Now, driven by the needs of data science, Python has become the 4th most popular language (according to TIOBE Index for Dec) and there have been a lot of interesting work to improve the usability of the tools.
Based on the homework I did today, the easiest way to set up your python dev environment is simply by using Anaconda. It is a great open source analytics platform from Continuum Analytics. It comes with toolings such as conda, the package manager, and many popular python libraries for data science needs. The company also offers cloud-based services for life cycle management of python packages, notebooks, etc.
Fat Installation with Anaconda
Simply follow the instructions here: http://docs.continuum.io/anaconda/install. By default it installs to your home directory (~/anaconda), which can be customized with the installer. You need to add ~/anaconda/bin to your PATH if the installer does not patch your PATH environment setting.To update your Anaconda installation, simply run:
>conda update anaconda
Conda is a great package manager for Python, more details on conda later in the post.
>conda install -c r r-essentials
This installs "IRKernel and over 80 mostly used R packages including dplyr, shiny, ggplot2, tidyr, caret and nnet".
Slim Installation with Miniconda
If you do not want to use the fat installation from Anaconda, you can also install Miniconda, which only includes Python and several essential packages. You can download the installer for your platform, see instructions here.Using Anaconda
With Anaconda or Miniconda installed, you are all set for development. Several quick notes that could help you have more fun.
conda, a package manager to rule them all
Conda is the command line package manager that solves a lot of issues with package and library management with Python. It is actually a package manager not just for Python, I even found NodeJS libraries there.
A quick list of features conda provides:
- virtual environments: it enables you to create separate environments with different Python version, list of libraries, etc. Something Virtualenv tries to provide, but much easier.
- package management
- build and distribute packages: you can either use Anadonda Cloud service, or host your own easily.

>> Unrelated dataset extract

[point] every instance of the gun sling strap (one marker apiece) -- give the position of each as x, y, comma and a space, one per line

To learn more, check out conda cheat sheet (PDF), read conda official doc and watch the demo video (around 20 min, highly recommend).
Anaconda Cloud
Anaconda cloud (previously known as Binstar) is a hosted package management service for notebooks, environments, conda and PyPI packages, etc. Several quick links:- anaconda FAQ: http://docs.continuum.io/anaconda/faq
- anaconda command (CLI for Anaconda Cloud) reference: http://docs.anaconda.org/cli.html
- Using Anaconda Cloud: http://docs.anaconda.org/using.html
- IDE integration: http://docs.continuum.io/anaconda/ide_integration
- Anaconda Launcher (GUI desktop launcher app): http://docs.continuum.io/anaconda-launcher/index
- building conda packages: http://conda.pydata.org/docs/building/build.html
IDE integration
Anaconda can be easily integrated with your favorite IDEs, as mentioned here. To be frank, I am not aware of so many Python IDEs. I mostly use either text editor (such as VIM) or PyCharm from JetBrains.
The latest PyCharm already supports conda. All you need to do is add a new interpreter in preferences, and set it to your Anaconda python installation (e.g. ~/anaconda/bin/python) or the specific conda environment python installation (PyCharm supports both VirtualEnv and Conda env).
Ok, that's about it, hope you enjoy Anaconda and Python without the hassle of dev environment setup anymore.